10. Kursk Accident
One of the most famous submarine disasters of the 20th century, Kursk was a nuclear-powered Oscar II class submarine taking part in the first major Russian naval exercise in more than 10 years.
Located in the Barents Sea, one of the most hospitable places on earth, Kursk had recently won a citation for its excellent performance and been recognised as having the best submarine crew in the Northern Fleet.
Fully-loaded with a complement of conventional combat weapons, the sub had a mythical standing and was said to be unsinkable, even from a direct torpedo strike.
That reputation was blown apart on the 12th August 2000 when the crew initiated a torpedo launch using dummy torpedo’s.

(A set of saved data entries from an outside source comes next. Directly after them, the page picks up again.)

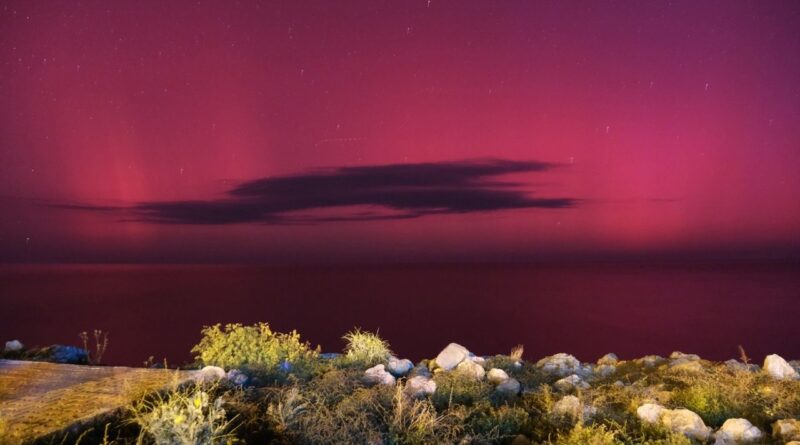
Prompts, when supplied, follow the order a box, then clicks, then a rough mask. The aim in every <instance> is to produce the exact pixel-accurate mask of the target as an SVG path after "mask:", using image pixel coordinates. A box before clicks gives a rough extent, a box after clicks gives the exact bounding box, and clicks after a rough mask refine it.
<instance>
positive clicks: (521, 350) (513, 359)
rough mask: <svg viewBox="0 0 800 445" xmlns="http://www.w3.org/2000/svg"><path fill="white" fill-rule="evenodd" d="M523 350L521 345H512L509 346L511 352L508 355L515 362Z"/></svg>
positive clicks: (523, 350) (516, 360)
mask: <svg viewBox="0 0 800 445" xmlns="http://www.w3.org/2000/svg"><path fill="white" fill-rule="evenodd" d="M524 351H525V347H524V346H522V345H517V346H514V347H513V348H511V354H509V357H511V360H514V361H515V362H517V361H520V360H522V353H523V352H524Z"/></svg>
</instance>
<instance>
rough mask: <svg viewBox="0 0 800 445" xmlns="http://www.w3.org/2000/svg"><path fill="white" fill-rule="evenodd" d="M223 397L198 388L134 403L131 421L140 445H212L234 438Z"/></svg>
mask: <svg viewBox="0 0 800 445" xmlns="http://www.w3.org/2000/svg"><path fill="white" fill-rule="evenodd" d="M223 403H224V400H223V397H217V398H214V397H213V395H212V391H211V390H210V389H207V388H203V387H202V386H201V385H199V384H198V385H194V386H190V387H187V388H183V389H176V390H174V391H172V392H169V393H167V394H166V395H162V394H156V395H153V396H150V397H145V398H142V399H140V400H138V401H137V402H135V403H134V404H133V405H132V407H131V409H130V412H131V415H132V421H133V422H134V423H135V424H137V425H138V426H139V427H140V428H141V433H140V436H139V442H140V443H148V442H152V443H155V444H157V445H160V444H175V445H206V444H208V445H213V444H221V443H227V442H229V441H230V440H232V439H233V438H234V436H233V435H232V433H231V431H232V429H233V428H232V420H228V419H226V413H225V409H224V408H223Z"/></svg>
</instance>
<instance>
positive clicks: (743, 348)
mask: <svg viewBox="0 0 800 445" xmlns="http://www.w3.org/2000/svg"><path fill="white" fill-rule="evenodd" d="M739 359H740V360H741V361H742V363H744V364H745V365H749V364H750V357H748V356H747V353H746V352H744V347H743V346H742V345H739Z"/></svg>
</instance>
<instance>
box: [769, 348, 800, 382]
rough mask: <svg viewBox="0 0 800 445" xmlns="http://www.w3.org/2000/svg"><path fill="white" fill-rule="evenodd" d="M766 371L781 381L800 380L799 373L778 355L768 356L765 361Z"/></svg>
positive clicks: (773, 376)
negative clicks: (798, 379) (780, 380)
mask: <svg viewBox="0 0 800 445" xmlns="http://www.w3.org/2000/svg"><path fill="white" fill-rule="evenodd" d="M764 371H765V372H766V373H767V374H769V375H770V376H772V377H773V378H776V379H779V380H791V379H797V378H800V376H798V374H797V371H795V370H794V368H792V366H791V365H790V364H789V363H787V362H786V360H784V359H783V357H781V356H780V355H778V354H772V355H768V356H767V357H766V358H765V359H764Z"/></svg>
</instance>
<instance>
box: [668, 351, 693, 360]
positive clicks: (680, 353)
mask: <svg viewBox="0 0 800 445" xmlns="http://www.w3.org/2000/svg"><path fill="white" fill-rule="evenodd" d="M669 358H671V359H673V360H681V359H683V360H689V361H697V360H700V356H699V355H697V354H684V353H683V352H680V351H675V352H673V353H672V354H670V355H669Z"/></svg>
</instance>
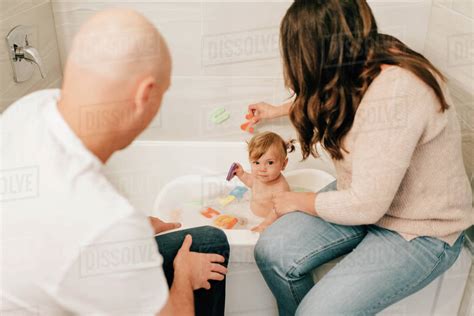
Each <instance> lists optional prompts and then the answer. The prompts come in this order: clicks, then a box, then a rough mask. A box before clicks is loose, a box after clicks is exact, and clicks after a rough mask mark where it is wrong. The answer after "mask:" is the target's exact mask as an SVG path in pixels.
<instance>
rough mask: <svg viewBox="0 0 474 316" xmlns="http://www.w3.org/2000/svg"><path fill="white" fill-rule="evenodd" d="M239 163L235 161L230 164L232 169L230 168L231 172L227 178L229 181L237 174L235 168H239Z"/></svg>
mask: <svg viewBox="0 0 474 316" xmlns="http://www.w3.org/2000/svg"><path fill="white" fill-rule="evenodd" d="M237 167H238V165H237V164H236V163H235V162H234V163H233V164H232V165H231V166H230V169H229V172H228V173H227V178H226V180H227V181H230V180H232V178H233V177H234V176H235V173H234V172H235V169H237Z"/></svg>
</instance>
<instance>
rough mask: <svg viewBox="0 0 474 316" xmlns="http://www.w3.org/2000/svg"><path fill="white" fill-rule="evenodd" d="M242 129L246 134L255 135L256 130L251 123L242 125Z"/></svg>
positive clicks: (249, 122)
mask: <svg viewBox="0 0 474 316" xmlns="http://www.w3.org/2000/svg"><path fill="white" fill-rule="evenodd" d="M240 129H241V130H243V131H244V132H249V133H250V134H252V133H253V131H254V129H253V127H252V125H251V122H246V123H244V124H242V125H240Z"/></svg>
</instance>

At 7:29am GMT, a large seismic event of magnitude 1.5 on the Richter scale was detected at the Norwegian seismic array and in other locations around the world.
A second seismic event was detected 2 minutes and 14 seconds after the first, this time, measuring 4.2 on the Richter scale, 250 times larger than the first and detected across seismographs in Northern Europe.
Twelve hours later, searches for the doomed submarine began with the Russian Navy initially downplaying the incident, even going as far to say the naval exercise had been a resounding success.
In reality, the submarine was on the seabed, taking on water and running out of air while several attempts at rescue had failed.
Finally on the 20th August, access to the rescue trunk was achieved but no survivors were found with a massive torpedo explosion later deemed the cause of the disaster.